C’è un libro tra quelli che Calum tiene sul comodino della stanza in cui, per un errore dell’hotel, lui e Sophie sono costretti a condividere il letto: Poems, Stories and Writings, di Margaret Tait. Viene inquadrato solo velocemente, probabilmente un piccolo vezzo di Wells per onorare una delle registe e poete scozzesi più straordinarie, anche se ampiamente sottovalutata in vita. Nelle sue pellicole, Tait celebrava la vita di tutti i giorni trattando i soggetti con grande intimità, svelando il mistero della quotidianità attraverso l’attenzione per i piccoli dettagli spesso trascurati, proprio come accade anche in Aftersun. Cercandone le poesie mi sono imbattuto in una che ricordavo di aver letto come esergo di qualche romanzo, intitolata “Adesso”. Nella prima strofa Tait racconta di quando, da bambina, restava in agguato nel tentativo di guardare il trifoglio aprirsi, o anche solo schiudersi un po’, senza mai riuscirci. Era troppo impaziente, o il movimento troppo veloce, impercettibile, fugace. Si stancava presto di fissarlo, e quando vi riposava di nuovo lo sguardo ecco che si era già chiuso per la notte. “L’ho perso, ancora una volta.” Non è forse questo che tutti, come Sophie, cerchiamo di fare quando ci aggrappiamo ai nostri ricordi? Restiamo in agguato a fissarli, sprofondandoci dentro, nel tentativo di riuscire a cogliere qualcosa che ci è sfuggito, qualcosa che sicuramente in quel momento abbiamo perso ma che, per quanto proviamo ad afferrare, ci sfugge, anche perché non riguarda solo noi.
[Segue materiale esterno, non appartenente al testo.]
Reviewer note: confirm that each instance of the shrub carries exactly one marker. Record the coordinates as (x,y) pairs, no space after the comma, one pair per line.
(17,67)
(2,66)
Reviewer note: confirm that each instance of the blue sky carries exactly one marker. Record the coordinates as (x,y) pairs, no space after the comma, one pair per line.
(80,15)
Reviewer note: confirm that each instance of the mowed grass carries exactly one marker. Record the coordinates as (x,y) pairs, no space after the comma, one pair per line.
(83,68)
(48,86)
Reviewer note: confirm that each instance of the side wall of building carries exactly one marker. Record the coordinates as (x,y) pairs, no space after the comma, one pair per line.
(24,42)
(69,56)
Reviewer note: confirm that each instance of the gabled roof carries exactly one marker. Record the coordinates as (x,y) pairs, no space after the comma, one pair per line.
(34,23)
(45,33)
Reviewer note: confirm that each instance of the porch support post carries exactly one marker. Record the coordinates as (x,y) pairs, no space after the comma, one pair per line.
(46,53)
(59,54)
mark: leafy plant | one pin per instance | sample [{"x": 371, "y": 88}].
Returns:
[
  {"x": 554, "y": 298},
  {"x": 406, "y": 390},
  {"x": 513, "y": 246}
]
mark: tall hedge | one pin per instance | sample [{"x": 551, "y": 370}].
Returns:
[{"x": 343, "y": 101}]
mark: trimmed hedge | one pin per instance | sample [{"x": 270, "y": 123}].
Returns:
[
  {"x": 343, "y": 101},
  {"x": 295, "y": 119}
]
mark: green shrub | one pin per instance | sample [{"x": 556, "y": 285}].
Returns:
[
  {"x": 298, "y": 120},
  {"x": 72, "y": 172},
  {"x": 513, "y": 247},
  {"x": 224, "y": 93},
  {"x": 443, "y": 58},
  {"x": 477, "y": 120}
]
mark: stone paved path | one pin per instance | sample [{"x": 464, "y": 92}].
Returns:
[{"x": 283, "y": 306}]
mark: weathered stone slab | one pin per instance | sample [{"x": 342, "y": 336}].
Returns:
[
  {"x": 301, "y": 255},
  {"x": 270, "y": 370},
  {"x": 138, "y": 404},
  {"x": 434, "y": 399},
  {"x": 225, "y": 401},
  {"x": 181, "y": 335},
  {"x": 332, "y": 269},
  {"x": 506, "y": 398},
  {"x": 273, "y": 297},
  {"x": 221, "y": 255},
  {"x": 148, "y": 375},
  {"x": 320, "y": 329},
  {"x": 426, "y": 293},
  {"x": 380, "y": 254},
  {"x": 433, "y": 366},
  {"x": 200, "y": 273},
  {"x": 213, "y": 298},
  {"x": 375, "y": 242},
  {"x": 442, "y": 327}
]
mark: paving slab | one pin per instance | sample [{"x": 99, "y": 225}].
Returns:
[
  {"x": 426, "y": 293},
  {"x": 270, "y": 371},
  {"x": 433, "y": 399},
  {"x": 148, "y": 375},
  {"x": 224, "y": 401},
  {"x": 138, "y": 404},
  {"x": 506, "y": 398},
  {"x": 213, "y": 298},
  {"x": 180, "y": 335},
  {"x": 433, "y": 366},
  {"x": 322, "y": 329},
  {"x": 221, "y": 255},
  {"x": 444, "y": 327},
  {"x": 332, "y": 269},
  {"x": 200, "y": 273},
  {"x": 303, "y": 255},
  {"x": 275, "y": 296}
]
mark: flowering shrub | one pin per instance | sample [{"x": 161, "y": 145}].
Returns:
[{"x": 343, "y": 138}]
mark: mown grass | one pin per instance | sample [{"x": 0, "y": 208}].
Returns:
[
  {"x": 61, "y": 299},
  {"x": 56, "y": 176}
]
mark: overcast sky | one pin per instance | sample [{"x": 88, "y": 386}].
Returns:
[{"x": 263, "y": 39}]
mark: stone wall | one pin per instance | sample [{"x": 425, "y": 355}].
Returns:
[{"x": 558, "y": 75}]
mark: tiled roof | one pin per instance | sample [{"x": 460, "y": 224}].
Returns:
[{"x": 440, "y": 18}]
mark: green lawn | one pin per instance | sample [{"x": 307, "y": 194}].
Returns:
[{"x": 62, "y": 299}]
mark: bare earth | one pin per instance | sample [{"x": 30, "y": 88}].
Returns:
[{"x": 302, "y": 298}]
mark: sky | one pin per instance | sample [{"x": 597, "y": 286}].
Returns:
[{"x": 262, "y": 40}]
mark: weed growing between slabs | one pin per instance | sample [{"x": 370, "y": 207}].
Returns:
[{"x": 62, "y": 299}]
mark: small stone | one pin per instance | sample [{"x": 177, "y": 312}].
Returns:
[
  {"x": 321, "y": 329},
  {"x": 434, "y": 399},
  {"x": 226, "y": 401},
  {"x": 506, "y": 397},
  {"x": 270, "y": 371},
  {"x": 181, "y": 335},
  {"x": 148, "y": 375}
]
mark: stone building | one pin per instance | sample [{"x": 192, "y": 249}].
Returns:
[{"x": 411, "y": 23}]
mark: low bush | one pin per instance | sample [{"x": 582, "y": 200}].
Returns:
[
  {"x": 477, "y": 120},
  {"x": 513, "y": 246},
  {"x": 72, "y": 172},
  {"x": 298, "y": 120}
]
Aftersun, in un modo contemporaneamente semplice e intenso, si configura così come una storia su come i ricordi delle persone che amiamo si evolvono e cambiano forma, in un continuo processo di stratificazione; su quanto impegno impieghiamo nel colmare con l’immaginazione o le supposizioni i dati mancanti; su come finiscano per determinare il modo in cui viviamo il presente. Con grande sensibilità, lasciando aperta ogni domanda, Wells ci immerge in un luogo Altro – struggente, nostalgico, bellissimo – che da adulti può apparire familiare a ognuno di noi: quello cioè, in cui cerchiamo di ritrovare le persone che più abbiamo a cuore – o meglio, le idee che abbiamo di loro – nel tentativo ultimo di riconciliarci con ciò che è stato e, soprattutto, con noi stessi.